Thursday, April 15, 2010

Where is my idenity?

This week the Lord continued to give me more and more provisions and guidance. Our speaker, Cliff, talked about the Crucified Life and concentrated on Jesus and the amazing work he has done for us. The first day we talked mainly about idenity and where that lies. I would have to go back through my notes to fully encompass the lecture for monday but somethign else outside of the lecture helped me add on to the already indepth topic of idenity. In the past 2 or 3 weeks I have been "distracted" by this girl and although I wanted to get to know her my schedule was packed. Last week, as I mentioned, God asked me to give up my cell phone that I had only had for two days. One of the main reasons I bought that phone was to converse with this girl. That night last week the lord asked me to not just give up the phone but to give up control of wherever the potential relationship to Him. This week after the girl came over to hang out she basically ignored me and flirted with a different guy and the Lord that night put on my heart something way more important than any crush. The Lord was showing to me that I have been putting to much of my idenity in girls. I also have been trying to seek love and affirmation from girls as well and not seeking the Lord for his unconditional love. Although I knew I had done this in the past it was the first time that it really hit home. I have spent most of the week in prayer over those two topics and as the week has gone on I have been able to give more and more to God and I don't seem to worried about the girl anymore. One thing I also didn't mention last week was that one of my fellow students from the other base was woken up by the Lord early in the morning and God asked him to write me a letter based off what God told him to say. One of the things that the letter mentioned was exactly this revelation I learned this week for the letter said (paraphrase), "Spencer seek after me for my unconditional love. I know you search for love and its been hard having a father that is apsence and you have been hurt from 'sharp young lovers.'" As I have read the letter over and over again this week I keep thinking what is my priority, where will I be filled, and where can I get unconditional love and not "love" that is dependent on the ups and downs of a woman....and the answer can only be the love that comes from God.
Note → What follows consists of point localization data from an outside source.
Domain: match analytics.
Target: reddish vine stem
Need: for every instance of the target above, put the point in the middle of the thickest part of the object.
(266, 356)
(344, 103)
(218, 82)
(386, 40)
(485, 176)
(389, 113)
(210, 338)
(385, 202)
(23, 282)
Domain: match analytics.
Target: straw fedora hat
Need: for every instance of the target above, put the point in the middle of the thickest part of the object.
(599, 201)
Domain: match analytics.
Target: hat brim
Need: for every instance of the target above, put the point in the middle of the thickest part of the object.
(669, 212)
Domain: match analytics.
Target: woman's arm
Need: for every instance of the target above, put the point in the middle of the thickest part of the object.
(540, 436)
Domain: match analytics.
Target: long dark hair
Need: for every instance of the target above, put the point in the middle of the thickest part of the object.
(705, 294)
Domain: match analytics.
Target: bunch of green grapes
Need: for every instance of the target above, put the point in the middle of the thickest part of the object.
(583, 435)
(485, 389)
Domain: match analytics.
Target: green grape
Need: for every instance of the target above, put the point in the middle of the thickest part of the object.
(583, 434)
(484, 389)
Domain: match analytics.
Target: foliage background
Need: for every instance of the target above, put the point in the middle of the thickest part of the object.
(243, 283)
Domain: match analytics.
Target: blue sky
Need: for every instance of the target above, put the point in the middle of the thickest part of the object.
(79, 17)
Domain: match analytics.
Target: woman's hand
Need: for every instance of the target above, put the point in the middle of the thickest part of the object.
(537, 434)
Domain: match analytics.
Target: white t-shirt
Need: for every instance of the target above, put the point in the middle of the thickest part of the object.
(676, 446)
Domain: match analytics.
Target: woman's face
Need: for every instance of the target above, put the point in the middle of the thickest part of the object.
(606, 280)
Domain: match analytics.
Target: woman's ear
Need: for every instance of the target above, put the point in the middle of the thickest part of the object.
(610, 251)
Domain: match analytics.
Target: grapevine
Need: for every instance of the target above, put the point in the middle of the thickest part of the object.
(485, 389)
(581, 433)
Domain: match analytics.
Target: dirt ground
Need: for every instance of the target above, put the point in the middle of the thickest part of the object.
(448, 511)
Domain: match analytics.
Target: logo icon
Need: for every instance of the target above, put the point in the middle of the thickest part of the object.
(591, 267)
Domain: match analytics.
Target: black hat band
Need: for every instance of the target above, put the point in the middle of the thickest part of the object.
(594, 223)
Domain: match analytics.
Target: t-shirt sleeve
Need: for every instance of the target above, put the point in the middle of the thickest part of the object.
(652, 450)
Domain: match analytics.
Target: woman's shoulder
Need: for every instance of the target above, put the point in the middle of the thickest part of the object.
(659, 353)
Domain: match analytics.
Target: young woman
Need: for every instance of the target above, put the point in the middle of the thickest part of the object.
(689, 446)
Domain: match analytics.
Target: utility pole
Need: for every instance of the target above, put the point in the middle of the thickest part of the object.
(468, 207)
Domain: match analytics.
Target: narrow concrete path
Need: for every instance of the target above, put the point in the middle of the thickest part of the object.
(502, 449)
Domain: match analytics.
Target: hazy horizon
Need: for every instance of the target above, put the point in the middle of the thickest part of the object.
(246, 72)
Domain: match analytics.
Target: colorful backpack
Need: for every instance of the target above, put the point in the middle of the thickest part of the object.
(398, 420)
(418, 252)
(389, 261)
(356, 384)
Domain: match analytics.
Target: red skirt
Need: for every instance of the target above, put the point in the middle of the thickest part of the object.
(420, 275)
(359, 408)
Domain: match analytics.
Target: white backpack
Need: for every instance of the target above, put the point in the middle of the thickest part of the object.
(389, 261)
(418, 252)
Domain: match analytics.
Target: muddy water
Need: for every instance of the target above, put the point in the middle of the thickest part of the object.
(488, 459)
As for the rest of the week we talked about how we need to take victory over sin and again it was very indepth and can't explain it all here but basically talked about how our bodies have died and sin can't take authority over us (and a whole lot more...) this week like last week has been adding on more and more of what I need to hear and bringing about a change in me that I could have never imagined. I am so excited about the next two weeks and then my outreach time for the Lord is far from done with showing me things that I need to grow in!